まだ気乗りはしないものの、画面上の「Yes」をタップした。すると目の前が色とりどりの光に包まれた。


光に包まれてから数秒後、どこからか「ダイブに成功しました」というアナウンス音が聞こえた。


 そのアナウンス音とともに色とりどりの光が消え去り、視界がひらけた。

ダイブした先の空間は真っ白で、見渡す限りなにもない、雲の中にいるような感じだった。


想像していた仮想空間よりも随分と殺風景で戸惑っていると、上空から大きな耳のうさぎのような小動物が飛んできた。


淡いキャラメル色でツヤツヤもふもふした毛並み、背中にアニメで見るような白い天使の羽根を生やした生き物は、自分の前に降り立ってちょこんと礼をした。

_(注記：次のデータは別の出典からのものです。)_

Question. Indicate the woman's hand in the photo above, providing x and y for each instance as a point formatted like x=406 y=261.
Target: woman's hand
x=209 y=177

 「ようこそアルクロの世界ヘ。今から私がこの世界の概要や楽しみ方を説明しますね。私はナビゲーターのルナです。よろしくお願いします」


自分のことをナビゲーターという手のひらサイズのかわいい小動物ルナは、丁寧な物腰で説明を始めた。


 「ここは、パーソナルな空間です。アルクロにアクセスしたらまずはここに来ることになります。そして、そこにある移動装置でオンライン空間に行きます」


ルナが短い指で右側を差すと、そこに淡く緑色に光るワープホールのようなものが現れた。説明によると、あれに乗るとオンライン空間へ移動できるらしい。


「でもレベル3まではこの空間からは出られないんです、ごめんなさい。そこについても今から説明していくので聞いておいてくださいね」

そう言ってルナは、アルクロの概要について話してくれた。


「とりあえず、次の3つが大事です。

・その1、レベル3になるまでは、自分だけのパーソナル空間内にしか出歩けません。ジョブによって固有のレベルアップ方法があるので、それをパーソナル空間で身につけてレベルを上げてください。あなたの腕に付いている端末が情報を通知してくれるので活用してください。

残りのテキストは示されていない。